Baths: Bathing a ferret only reduces the smell temporarily and will in fact lead to an increase in smell over time! Unless they have gotten into something particularly unpleasant we recommend not giving your ferret a bath. If you must, avoid strongly scented shampoos or anything too harsh. Plain water is usually sufficient to remove any unwanted material. Alternatively an animal safe wipe can be used.
Health issues: Ferrets are consider an exotic pet and are expensive to treat. See our health page for more information.
Escape artists: Ferrets have an ability to escape from even the most secure pen so ferret proofing is essential
Neutering: The strong odour that has been stereo-typically associated with ferrets over the generations stems from the fact that in season adults, particularly the males, produce a large amount of quite pungent oil into their coats. As the season goes on, this builds up and the smell gets stronger and stronger. There is a simple solution to this; neuter your ferrets. This dramatically reduces the smell and you will have an all round much more socially acceptable pet. All ferrets rehomed from the rescue that are old enough are neutered. Young ferrets, not yet ready to be neutered will only be rehomed to experienced owners that we already know and will bring them back for neutering when they reach maturity. For more information visit our neutering page.

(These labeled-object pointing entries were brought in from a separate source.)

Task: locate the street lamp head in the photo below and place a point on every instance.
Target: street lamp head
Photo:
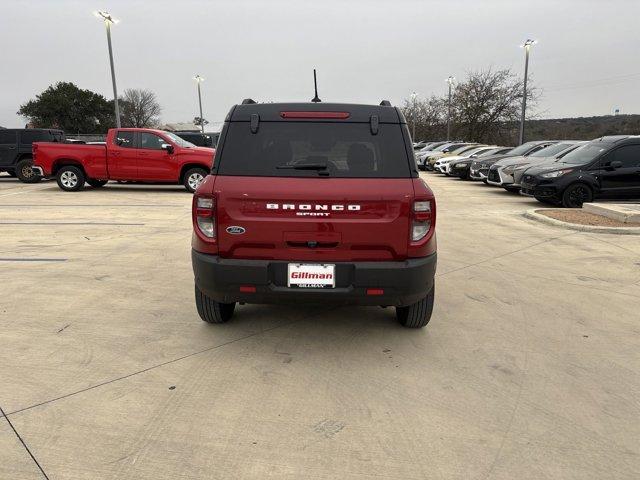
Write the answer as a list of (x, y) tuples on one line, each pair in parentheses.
[(106, 16)]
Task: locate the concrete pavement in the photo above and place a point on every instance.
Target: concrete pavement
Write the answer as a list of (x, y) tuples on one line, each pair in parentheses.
[(529, 369)]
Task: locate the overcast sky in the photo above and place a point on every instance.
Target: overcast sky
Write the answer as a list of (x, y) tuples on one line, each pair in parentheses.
[(586, 60)]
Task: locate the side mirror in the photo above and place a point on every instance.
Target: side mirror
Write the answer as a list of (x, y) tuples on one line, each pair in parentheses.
[(168, 147), (616, 164)]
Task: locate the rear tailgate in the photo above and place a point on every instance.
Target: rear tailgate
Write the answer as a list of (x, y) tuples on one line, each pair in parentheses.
[(317, 219)]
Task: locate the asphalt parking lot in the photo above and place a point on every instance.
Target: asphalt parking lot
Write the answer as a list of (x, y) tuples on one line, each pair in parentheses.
[(529, 369)]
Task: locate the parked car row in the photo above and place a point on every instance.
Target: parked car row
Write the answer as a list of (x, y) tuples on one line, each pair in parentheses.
[(560, 172)]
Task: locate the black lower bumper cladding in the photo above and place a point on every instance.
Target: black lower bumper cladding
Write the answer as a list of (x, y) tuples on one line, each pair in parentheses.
[(403, 283)]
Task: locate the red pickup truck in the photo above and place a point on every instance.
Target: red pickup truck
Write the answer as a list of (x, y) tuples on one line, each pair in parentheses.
[(313, 202), (129, 154)]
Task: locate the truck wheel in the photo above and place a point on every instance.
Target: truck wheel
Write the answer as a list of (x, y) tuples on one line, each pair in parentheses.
[(193, 178), (25, 173), (96, 183), (211, 311), (418, 314), (70, 178)]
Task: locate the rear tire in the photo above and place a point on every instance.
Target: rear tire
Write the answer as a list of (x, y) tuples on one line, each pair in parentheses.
[(418, 314), (70, 178), (211, 311), (576, 194), (193, 178), (25, 173), (97, 183)]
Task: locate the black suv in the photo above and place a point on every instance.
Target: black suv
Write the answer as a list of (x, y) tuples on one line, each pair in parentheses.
[(607, 167), (15, 150), (200, 139)]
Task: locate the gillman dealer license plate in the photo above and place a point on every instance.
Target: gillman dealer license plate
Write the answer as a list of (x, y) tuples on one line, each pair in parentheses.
[(304, 275)]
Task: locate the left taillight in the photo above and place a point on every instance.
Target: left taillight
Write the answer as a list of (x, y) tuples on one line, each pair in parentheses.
[(204, 208), (421, 221)]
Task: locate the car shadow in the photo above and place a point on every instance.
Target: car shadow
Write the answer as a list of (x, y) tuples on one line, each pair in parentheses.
[(114, 188)]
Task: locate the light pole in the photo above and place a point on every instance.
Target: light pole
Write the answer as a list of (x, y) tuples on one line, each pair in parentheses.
[(527, 46), (413, 97), (450, 81), (199, 80), (108, 20)]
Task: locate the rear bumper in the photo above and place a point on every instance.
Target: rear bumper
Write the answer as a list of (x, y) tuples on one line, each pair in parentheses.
[(539, 191), (403, 282), (478, 174)]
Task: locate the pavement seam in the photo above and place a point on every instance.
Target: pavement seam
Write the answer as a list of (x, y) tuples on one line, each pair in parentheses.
[(168, 362), (24, 444), (506, 254)]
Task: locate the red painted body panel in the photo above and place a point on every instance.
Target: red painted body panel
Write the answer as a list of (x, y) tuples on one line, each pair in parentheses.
[(351, 219), (112, 162)]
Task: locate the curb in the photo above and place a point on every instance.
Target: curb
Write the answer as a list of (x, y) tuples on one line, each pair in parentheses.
[(534, 215), (613, 211)]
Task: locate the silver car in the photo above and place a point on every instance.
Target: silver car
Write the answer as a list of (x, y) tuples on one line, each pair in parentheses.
[(501, 172)]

Ferrets and other animals: While plenty of owners successfully introduce ferrets to their other pets, bear in mind like people not everyone will always get along. We therefore suggest you be prepared for the possibility of keeping them separate from each other. Some animals can find ferrets full on and are wary of interaction whilst dogs with a high prey drive, such as sighthounds, may not be able to differentiate between a ferret and other small prey. Ferrets consider other small mammals and birds as possible prey and the other animals would recognise ferrets as a predator. They would become incredibly stressed at any close encounters with a ferret. Even the smell can be enough to cause a rabbit, guinea pig, rat or similar distress. If you have other small animals please ensure they have a dedicated space away from your ferrets for their safety and comfort. Do not expect them to mix.